What price to support economy?
Monday 20th June 2011, 2:30PM BST.
Publication of Public Services’ Billet d’Etat report on airport refurbishment work has generated concerns for two reasons.
The first is the need to bring up to 150 staff here at some stage during the two years the project will take and the second is whether, or to what degree, Lagan Construction will use local resources.
In all, Lagan is responsible for £55m.-worth of the £80m. contract, so how it operates will be crucial in determining how much of the spend – the most expensive capital project undertaken by government – will be retained locally.

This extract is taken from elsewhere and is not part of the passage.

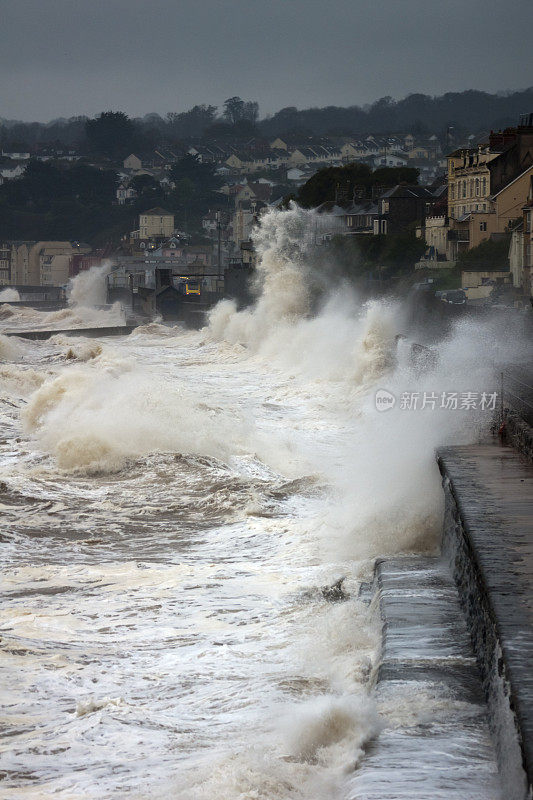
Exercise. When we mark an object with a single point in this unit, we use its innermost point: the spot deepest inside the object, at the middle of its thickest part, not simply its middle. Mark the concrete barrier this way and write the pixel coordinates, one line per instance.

It is also difficult to understand why the company was unable to say last week whether it will use local contractors and suppliers or not.
Materials and labour will be the two main factors affecting the price of its work and its bid was acknowledged to have been of high quality.
It did not pluck its figures from the air.
Ronez has been approached but, in the absence of a deal, Lagan must have based its tender price on importing aggregate and, since the quarrying industry in the UK has been decimated by the recession, will have had access to competitive prices and a sector where transport is largely in the hands of self-employed truck owners also desperate for work.
To what degree, if any, Lagan goes local will be more complicated than simple headline prices, given the logistics of shipping and stockpiling materials here.
But perhaps one of the more important, unresolved, issues is what cost penalty government and the island are prepared to pay to keep trade in the island.
For the States, cheapest is best, irrespective of whether any of the money it spends remains and is circulated here.
For many businesses, however, a percentage premium roughly equivalent to shipping costs is worth paying simply to be a good neighbour supporting this community and the economy.
Unfortunately, the States has refused to contemplate going down that path.
And now, with £80m.-worth of taxpayer money about to be spent, that may well be short-sighted.